El litio del triángulo sudamericano ante la regulación europea: lo que puede demostrarse y lo que todavía no

8 minutos
El litio del triángulo sudamericano ante la regulación europea: lo que puede demostrarse y lo que todavía no
La planta de litio Centenario-Ratones, ubicada en Salta, Argentina, y operada por el grupo minero francés Eramet.
Compartir:

El litio producido en salares sudamericanos presenta una ventaja ambiental frente al obtenido a partir de espodumeno, pero esa diferencia todavía enfrenta dificultades para convertirse en un atributo verificable y capturable comercialmente. Las nuevas exigencias europeas sobre huella de carbono, trazabilidad y diligencia debida ponen el foco sobre una brecha que ya no es solamente tecnológica: también es científica, institucional y contractual.

Por Serrana Verges*
Magíster en Blockchain y Web3, EBIS Business TechSchool, España. Fundadora de Woman in Blockchain Latam

NOTA.webp

Una ventaja real que el mercado no puede verificar

Una tonelada de carbonato de litio producida en las salinas de Jujuy mediante evaporación solar genera entre 2 y 4 toneladas de dióxido de carbono equivalente por tonelada de producto final. La misma tonelada producida a partir de roca de espodumeno procesada en hornos de tostación en China genera entre 15 y 20 toneladas (Skarn Associates, 2023). La diferencia de impacto ambiental entre ambos orígenes es de un orden de magnitud.

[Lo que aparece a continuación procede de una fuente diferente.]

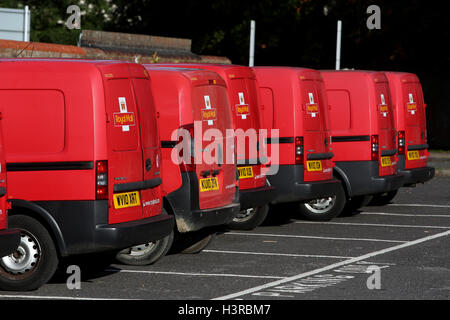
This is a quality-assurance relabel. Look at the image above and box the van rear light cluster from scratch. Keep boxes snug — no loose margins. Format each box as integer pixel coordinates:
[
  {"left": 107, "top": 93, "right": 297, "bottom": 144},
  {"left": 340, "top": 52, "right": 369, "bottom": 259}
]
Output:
[
  {"left": 295, "top": 137, "right": 303, "bottom": 164},
  {"left": 398, "top": 131, "right": 405, "bottom": 154},
  {"left": 370, "top": 135, "right": 379, "bottom": 160},
  {"left": 95, "top": 160, "right": 108, "bottom": 200},
  {"left": 178, "top": 124, "right": 195, "bottom": 172}
]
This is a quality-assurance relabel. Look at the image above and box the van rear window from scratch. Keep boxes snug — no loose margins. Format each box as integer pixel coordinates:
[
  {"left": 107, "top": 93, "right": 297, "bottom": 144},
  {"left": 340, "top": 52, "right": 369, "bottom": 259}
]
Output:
[{"left": 0, "top": 90, "right": 65, "bottom": 154}]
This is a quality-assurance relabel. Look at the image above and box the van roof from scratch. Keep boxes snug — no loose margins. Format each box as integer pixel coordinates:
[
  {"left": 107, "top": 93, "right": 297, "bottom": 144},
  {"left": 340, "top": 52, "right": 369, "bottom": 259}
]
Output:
[
  {"left": 254, "top": 66, "right": 322, "bottom": 81},
  {"left": 156, "top": 63, "right": 255, "bottom": 81},
  {"left": 143, "top": 64, "right": 226, "bottom": 86},
  {"left": 384, "top": 71, "right": 420, "bottom": 82},
  {"left": 320, "top": 70, "right": 388, "bottom": 82},
  {"left": 0, "top": 58, "right": 148, "bottom": 79}
]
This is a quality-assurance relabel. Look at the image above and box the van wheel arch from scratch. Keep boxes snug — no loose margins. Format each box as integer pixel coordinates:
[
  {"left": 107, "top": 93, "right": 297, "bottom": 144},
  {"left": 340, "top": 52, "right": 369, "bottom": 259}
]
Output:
[
  {"left": 8, "top": 199, "right": 67, "bottom": 256},
  {"left": 333, "top": 166, "right": 353, "bottom": 198}
]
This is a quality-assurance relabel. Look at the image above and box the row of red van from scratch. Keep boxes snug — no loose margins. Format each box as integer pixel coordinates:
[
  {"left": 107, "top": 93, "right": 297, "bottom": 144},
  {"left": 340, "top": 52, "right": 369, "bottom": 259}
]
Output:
[{"left": 0, "top": 59, "right": 434, "bottom": 290}]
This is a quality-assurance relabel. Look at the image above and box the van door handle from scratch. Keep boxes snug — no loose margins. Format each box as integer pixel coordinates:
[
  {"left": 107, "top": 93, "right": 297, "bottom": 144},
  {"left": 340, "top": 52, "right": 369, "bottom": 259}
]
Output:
[{"left": 145, "top": 159, "right": 152, "bottom": 171}]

Sin embargo, ambas toneladas se comercializan como si fueran equivalentes. Quien produce bajo estándares ambientales más exigentes recibe el mismo precio que quien no lo hace. Esa homogeneización genera una pérdida estimada de entre US$600 millones y US$1.800 millones anuales en valor no capturado, calculada sobre la producción proyectada del noroeste argentino y un diferencial de prima ambiental de entre 8% y 22% sobre el precio de referencia en contratos bilaterales de minerales críticos con atributos verificados (Instituto para la Empresa Privada Internacional y Fundación Libertad, 2026; Servicio Geológico de los Estados Unidos, 2025).

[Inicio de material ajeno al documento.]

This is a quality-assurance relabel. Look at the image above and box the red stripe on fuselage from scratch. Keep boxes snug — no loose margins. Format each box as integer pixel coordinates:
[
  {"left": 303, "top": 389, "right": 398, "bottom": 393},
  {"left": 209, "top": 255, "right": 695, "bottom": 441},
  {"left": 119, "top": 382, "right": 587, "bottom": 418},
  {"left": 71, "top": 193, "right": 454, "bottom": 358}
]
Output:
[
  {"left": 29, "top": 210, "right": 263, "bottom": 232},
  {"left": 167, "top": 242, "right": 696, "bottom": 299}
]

La razón de esa brecha es técnica: hoy no existe una infraestructura de datos que permita demostrar, de forma independiente y sin posibilidad de modificación retroactiva, cuánta agua dulce consumió una tonelada específica, cuál fue su huella de carbono real y bajo qué condiciones socioambientales fue extraída. Sin esa demostración, la ventaja ambiental del litio de salar es una declaración, no una evidencia. Y la regulación europea está por convertir esa diferencia en una condición de acceso al mercado.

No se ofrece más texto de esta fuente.